The Far Traveler is about a Viking woman, Gudrid, who was married two or three times. Two of her husbands, Karsefni Thorfinn and Thorstein Ericksson (son of Leif Ericksson), are included in the book, as are her two sons, Snorri and Thorbjorn. Some of Gudrid’s grandchildren who became bishops are mentioned in this book. In 2005, author Nancy Marie Brown joined a team of archeologists searching Viking ruins in Iceland, looking for Gudrid’s house.
Brown presents various proofs that Gudrid was a real person and that she lived in Iceland, Greenland, and Vinland. She also may have traveled on pilgrimage to Rome. These proofs involve the archeological digs in those three places, also comparing them to digs and discoveries in Norway, Sweden and Denmark. Brown also compared these findings with the historical Viking sagas, which present her story and those of other Viking heroes like Erick the Red and Leif Ericksson. These sagas were passed around orally for years before they were written down. Some of Gudrid’s progeny were involved in preserving her story and the story of others.

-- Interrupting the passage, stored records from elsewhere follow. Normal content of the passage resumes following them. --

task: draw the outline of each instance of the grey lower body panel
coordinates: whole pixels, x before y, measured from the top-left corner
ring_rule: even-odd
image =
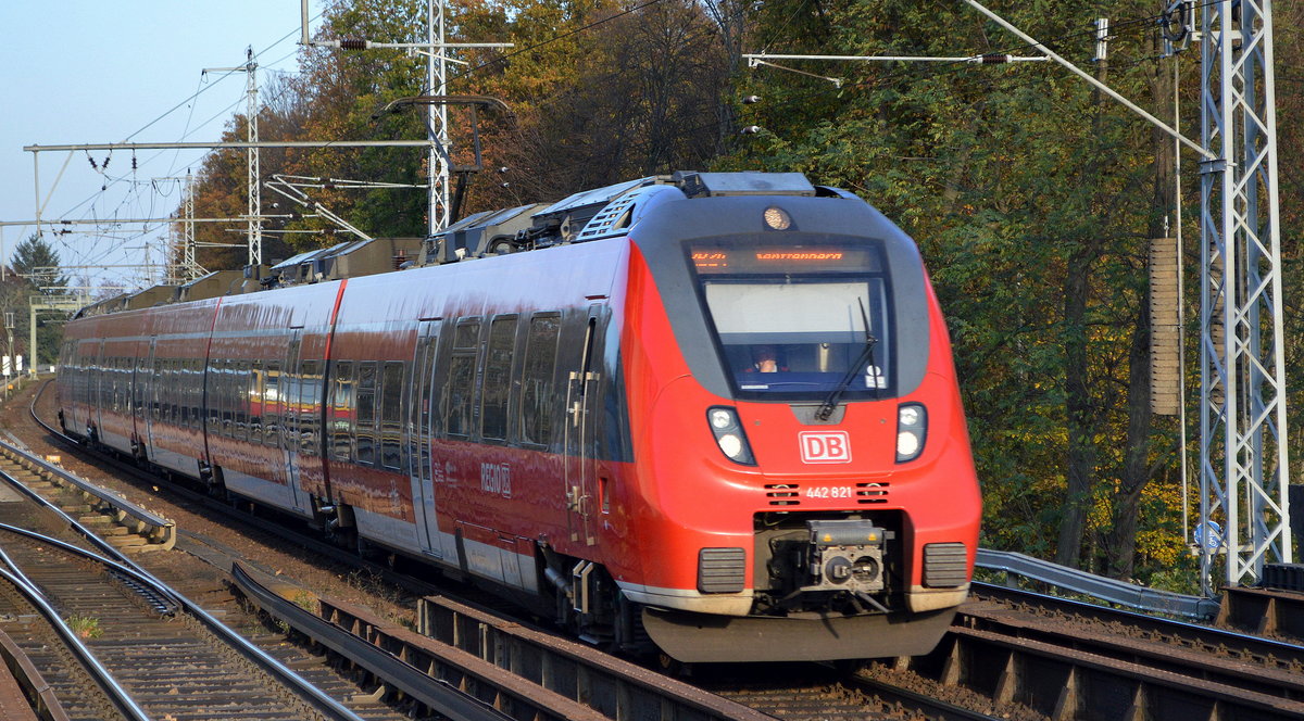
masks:
[[[921,656],[932,651],[956,609],[874,615],[708,615],[643,609],[652,641],[685,664],[833,661]]]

Brown tells the story based on the sagas about Gudrid living in Vinland for three years and giving birth to her first son, Snorri, there. She tells that the Vikings’ first contact with the natives initially went well, but later some misunderstanding occurred and the Vikings left since they were outnumbered. She also tells of Gudrid living in Greenland and traveling a few times with her husbands in ships. She started in Iceland and ended back in Iceland a rich woman.

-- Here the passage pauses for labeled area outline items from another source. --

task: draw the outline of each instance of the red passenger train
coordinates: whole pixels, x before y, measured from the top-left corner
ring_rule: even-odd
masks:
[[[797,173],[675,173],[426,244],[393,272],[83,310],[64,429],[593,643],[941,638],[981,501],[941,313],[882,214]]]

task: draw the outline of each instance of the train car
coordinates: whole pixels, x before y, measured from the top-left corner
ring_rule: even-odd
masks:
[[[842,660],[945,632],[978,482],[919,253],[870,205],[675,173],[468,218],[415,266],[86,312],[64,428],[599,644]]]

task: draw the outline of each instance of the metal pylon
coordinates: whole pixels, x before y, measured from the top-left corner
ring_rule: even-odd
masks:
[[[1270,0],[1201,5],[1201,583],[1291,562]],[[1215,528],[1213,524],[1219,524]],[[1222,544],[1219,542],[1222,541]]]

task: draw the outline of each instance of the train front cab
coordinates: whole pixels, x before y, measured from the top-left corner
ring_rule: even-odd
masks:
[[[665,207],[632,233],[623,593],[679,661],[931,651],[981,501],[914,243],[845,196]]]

Brown discusses some facts of note about Viking society. Women were held as important in Viking society - they were not men’s slaves. They could own property on their own, although women did do women’s work like sewing, cooking, and keeping house. It is believed that women were instrumental in spreading Christianity among the Vikings. Brown shows that, at first, Christianity was mixed with Viking paganism, notable in graves of Vikings buried in the early days of Viking Christianity: crosses and Thor’s hammer would both show up in the same grave marker. Gudrid may have ended her days as a nun when she returned from her pilgrimage to Rome.
Brown describes her personal involvement in doing archeological digging in Iceland. It is a slow, detailed job. She tells how the archeological team worked on Gudrid’s house in Iceland; this part of the book will definitely engage those interested in archeology and the excavation process.

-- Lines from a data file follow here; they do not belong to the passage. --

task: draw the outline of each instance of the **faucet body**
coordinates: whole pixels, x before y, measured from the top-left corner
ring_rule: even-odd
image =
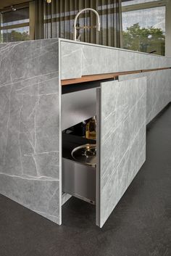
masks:
[[[96,25],[93,26],[93,27],[80,27],[78,28],[77,28],[77,20],[78,18],[78,16],[82,13],[86,11],[91,11],[93,12],[96,15]],[[81,11],[80,11],[77,15],[75,17],[74,20],[74,32],[73,32],[73,40],[74,41],[77,41],[77,29],[80,29],[80,28],[96,28],[96,30],[97,31],[100,31],[100,17],[99,15],[99,13],[97,12],[97,11],[96,11],[95,9],[92,9],[92,8],[86,8],[86,9],[83,9]]]

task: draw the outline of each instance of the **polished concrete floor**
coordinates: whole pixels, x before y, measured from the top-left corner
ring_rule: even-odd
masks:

The chapters in The Far Traveler are long and at times detailed. This book will appeal to readers interested in Vikings, women in early medieval periods, exploration, and archeology. There is a map at the front of the book, endnotes, a bibliography, and an index. The dust jacket has an image of the front or back of a Viking ship, and there is what looks like a tapestry in the background. A fascinating read about Vikings.